Mustafa Kutlu, yüzüme baktı ve soruyu sordu, “Söyler misin, Toprak Mahsulleri Ofisi'nin özelleştirilmesini de savunuyor musun?”
Bu soruyu sorduğunda ben “evet” cevabını vermiştim ve Mustafa Kutlu sitemkar bir halde kafasını sağa sola sallamıştı. Bana kızdığını yüzünden anlamıştım..!
Çok haklıymışsın Mustafa Kutlu ağabey… Çok haklı!
Kutlu'nun sorusunun üzerinden 14 yıl geçti.
Köprülerin altından çok sular aktı.
Türkiye 2001 krizinin ardından Kemal Derviş'in IMF ve Dünya Bankası'na verdiği taahhütleri yerine getirdi.
Neticede onlarca yasa çıkartılıp, toprağı “işlemez” hale geldik.
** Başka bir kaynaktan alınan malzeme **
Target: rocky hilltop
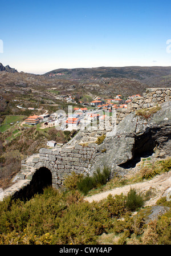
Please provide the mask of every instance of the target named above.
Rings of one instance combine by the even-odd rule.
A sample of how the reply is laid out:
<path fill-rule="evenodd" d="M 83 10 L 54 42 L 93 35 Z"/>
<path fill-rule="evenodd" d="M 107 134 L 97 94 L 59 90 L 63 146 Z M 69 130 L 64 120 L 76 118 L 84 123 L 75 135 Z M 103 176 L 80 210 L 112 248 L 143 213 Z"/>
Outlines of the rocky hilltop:
<path fill-rule="evenodd" d="M 96 149 L 99 155 L 93 169 L 107 164 L 113 171 L 125 173 L 141 157 L 151 156 L 154 152 L 157 157 L 170 156 L 171 101 L 161 104 L 160 108 L 148 118 L 132 112 L 118 124 L 116 133 L 107 133 Z M 104 149 L 105 153 L 101 154 Z"/>
<path fill-rule="evenodd" d="M 10 72 L 11 73 L 16 73 L 18 72 L 17 70 L 15 68 L 11 68 L 9 65 L 7 65 L 5 67 L 2 65 L 2 63 L 0 63 L 0 71 L 6 71 Z"/>

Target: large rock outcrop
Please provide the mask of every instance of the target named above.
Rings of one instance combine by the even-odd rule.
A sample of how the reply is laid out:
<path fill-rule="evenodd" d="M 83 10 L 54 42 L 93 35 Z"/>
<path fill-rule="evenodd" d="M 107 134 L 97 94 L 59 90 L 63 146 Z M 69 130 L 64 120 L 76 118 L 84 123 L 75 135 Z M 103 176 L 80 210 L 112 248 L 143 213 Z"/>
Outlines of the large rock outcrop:
<path fill-rule="evenodd" d="M 117 125 L 116 132 L 107 133 L 103 143 L 96 148 L 92 170 L 107 165 L 113 172 L 121 170 L 121 168 L 125 169 L 139 161 L 141 157 L 151 155 L 154 149 L 161 157 L 171 156 L 170 139 L 170 101 L 162 103 L 161 109 L 148 119 L 133 112 Z"/>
Tarım, hayvancılık, kırsal hayat, çiftçilik demode oldu!
Şehirlerde “yeni yaşam alanları” adı altında üretilen “ucube siteler” tarım arazileri üzerine inşa edildi!
xxx
Türkiye bugün dünyanın en büyük 10 ekonomisi arasına girmek üzere.
Yıldızı parlayan, büyüyen gelişen bir ekonomiden bahsediyoruz.
Satın alma gücü açısından kişi başına 17 bin dolar gayri safi milli hasıladan filan söz ediyoruz.
Oysa, tarım ve hayvancılıkta hiç de iç açıcı değiliz.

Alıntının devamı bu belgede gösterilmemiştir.